The defendants established prima facie entitlement to judgment as matter of law with respect to the respondents by submitting the expert affirmation of Dr. Gregory I. Mazarin, who was board certified in emergency medicine. Mazarin opined that the care and treatment rendered to the plaintiff by the respondents were at all times within the accepted standards of medical practice, that appendicitis/perforated appendix was appropriately included in the differential diagnosis and ruled out, that the treatment rendered in the emergency room by the respondents on September 20, 2016, was in full accord with good and accepted emergency medicine practice, and that there was nothing they did or did not do that proximately caused the plaintiff's alleged injuries (see Alao v Richmond Univ. Med. Ctr., 213 AD3d 722 [2023]; Palagye v Loulmet, 203 AD3d 724, 727 [2022]; Audette v Toussaint-Milord, 201 AD3d 779, 781 [2022]). Mazarin addressed each of the alleged departures set forth in the complaint and bill of particulars (see Pinnock v Mercy Med. Ctr., 180 AD3d 1088, 1091 [2020]; Schuck v Stony Brook Surgical Assoc., 140 AD3d 725, 726 [2016]), and his affirmation, which was based upon medical records and deposition testimony, was not conclusory or unsupported by the record (see Schuck v Stony Brook Surgical Assoc., 140 AD3d at 726-727).

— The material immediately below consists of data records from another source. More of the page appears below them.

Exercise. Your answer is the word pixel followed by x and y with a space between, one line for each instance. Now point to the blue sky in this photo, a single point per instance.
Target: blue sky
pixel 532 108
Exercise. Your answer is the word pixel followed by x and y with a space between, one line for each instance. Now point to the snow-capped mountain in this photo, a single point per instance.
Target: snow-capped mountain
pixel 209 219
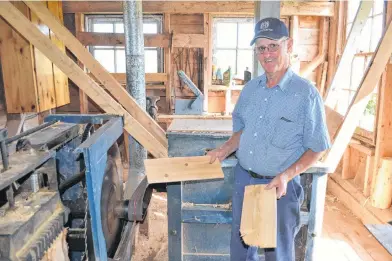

The plaintiff failed to raise a triable issue of fact in opposition to the defendants' [*2]prima facie showing. The plaintiff submitted an affirmation from her expert physician, in which the identity of the expert was redacted. In its order granting the defendants' motion for summary judgment, the Supreme Court noted that the plaintiff "has failed to submit an unredacted original copy of her expert's affirmation." A redacted physician's affirmation should not be considered in opposition to a motion for summary judgment where the plaintiff does not offer an explanation for the failure to identify the expert by name and does not tender an unredacted affirmation for in camera review. Such an affirmation is insufficient to raise a triable issue of fact (see Montanari v Lorber, 200 AD3d 676, 680-681 [2021]; Colletti v Deutsch, 150 AD3d 1196, 1198 [2017]; Capobianco v Marchese, 125 AD3d 914, 916 [2015]). The plaintiff provided no proof that she submitted an unredacted affidavit for the court to review, and did not offer an explanation for her failure to identify the expert by name (see Montanari v Lorber, 200 AD3d at 681; Colletti v Deutsch, 150 AD3d at 1198; Capobianco v Marchese, 125 AD3d at 916). Although the plaintiff's counsel claimed in a footnote in her affirmation in opposition to the defendants' motion that an unredacted version of the expert affirmation "will be made available to the Court for in camera inspection" (emphasis added), there is no proof in the record that the unredacted affirmation was ever actually provided to the court. The plaintiff asserts on appeal that the unredacted affirmation was mailed to the Supreme Court on February 28, 2020, and suggests that the court's failure to receive it was "likely due to the close of court operations beginning on March 16, 2020" in connection with the COVID-19 pandemic. However, the plaintiff provides no explanation as to why a document allegedly mailed on February 28, 2020, would not have arrived at the court before March 16, 2020.
Accordingly, the Supreme Court properly granted those branches of the defendants' motion which were for summary judgment dismissing the complaint insofar as asserted against the respondents. Duffy, J.P., Chambers, Christopher and Zayas, JJ., concur.